Monday, 16 January 2012

FINAL PROJECT(IAS 16 property and plant)

IAS 16 Property, Plant and Equipment

1.    This Standard is to prescribe the accounting treatment for property, plant and equipment hence users of the financial statements can use information about an entity’s investment in its property, plant and equipment and the changes in such investment. The principal issues in accounting for property, plant and equipment are the recognition of the assets, the determination of their carrying amounts and the depreciation charges are to be recognized.

·         Property, plant and equipment are tangible items that:
(a)  Are held for use in the production or supply of goods or services, for rental to others, or for administrative Purposes.
(b)  Are expected to be used during more than one period.

·         The cost of an item of property, plant and equipment shall be recognized as an asset;
(a)  It is probable future economic benefits associated with the item will flow to the entity.
(b)  The cost of the item can be measured reliably.

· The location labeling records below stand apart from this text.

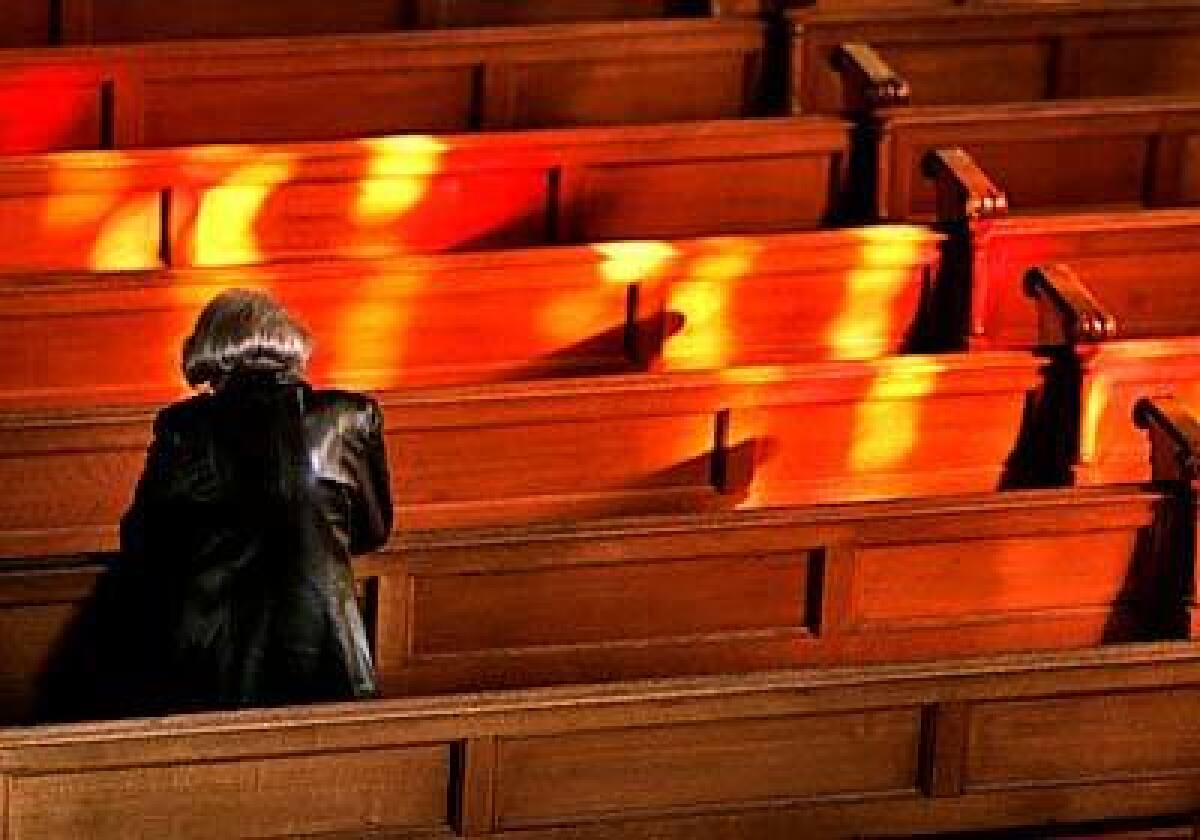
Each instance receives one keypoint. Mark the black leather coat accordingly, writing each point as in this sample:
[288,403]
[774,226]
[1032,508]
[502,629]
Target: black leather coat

·         The cost of an item of property, plant and equipment comprises;
(a)  Its purchase price, including import duties and non-refundable purchase taxes, after deducting trade Discounts and rebates.
(b)  Any costs directly attributable to bringing the asset to the location and condition necessary for it to be Capable of operating in the manner intended by management.
(c)  The initial estimate of the costs of dismantling and removing the item and restoring the site on which it is located, the obligation for which an entity incurs either when the item is acquired or as a consequence of having used the item during a particular period for purposes other than to produce inventories during that period.
·         Measurement after recognition;
2.    An entity shall choose either the cost model or the revaluation model as its accounting policy and shall apply that policy to an entire class of property, plant and equipment.
·         Cost model:
3.    After recognition as an asset, an item of property, plant and equipment shall be carried at its cost less any accumulated depreciation and any accumulated impairment losses.
·         Revaluation model:
4.    After recognition as an asset, an item of property, plant and equipment whose fair value can be measured reliably shall be carried at a revalued amount, being its fair value at the date of the revaluation less any subsequent accumulated depreciation and subsequent accumulated impairment losses.  Revaluations shall be made with sufficient regularity to ensure that the carrying amount does not differ materially from that which would be determined using fair value at the end of the reporting period.
·         If an asset’s carrying amount is increased as a result of a revaluation, the increase shall be recognized in other comprehensive income and accumulated in equity under the heading of revaluation surplus. However, the increase shall be recognized in profit or loss to the extent that it reverses a revaluation decrease of the same asset previously recognized in profit or loss. If an asset’s carrying amount is decreased as a result of a revaluation, the decrease shall be recognized in profit or loss. However, the decrease shall be recognized in other comprehensive income to the extent of any credit balance existing in the revaluation surplus in respect of that asset.
·         Depreciation  is the systematic allocation of the depreciable amount of an asset over its useful life. Depreciable amount is the cost of an asset, or other amount substituted for cost, less its residual value. Each part of an item of property, plant and equipment with a cost that is significant in relation to the total cost of the item shall be depreciated separately.  The depreciation charge for each period shall be recognized in profit or loss unless it is included in the carrying amount of another asset.  The depreciation method used shall reflect the pattern in which the asset’s future economic benefits are expected to be consumed by the entity.
·         The residual value of an asset is the estimated amount that an entity would currently obtain from disposal of the asset, after deducting the estimated costs of disposal, if the asset were already of the age and in the condition expected at the end of its useful life.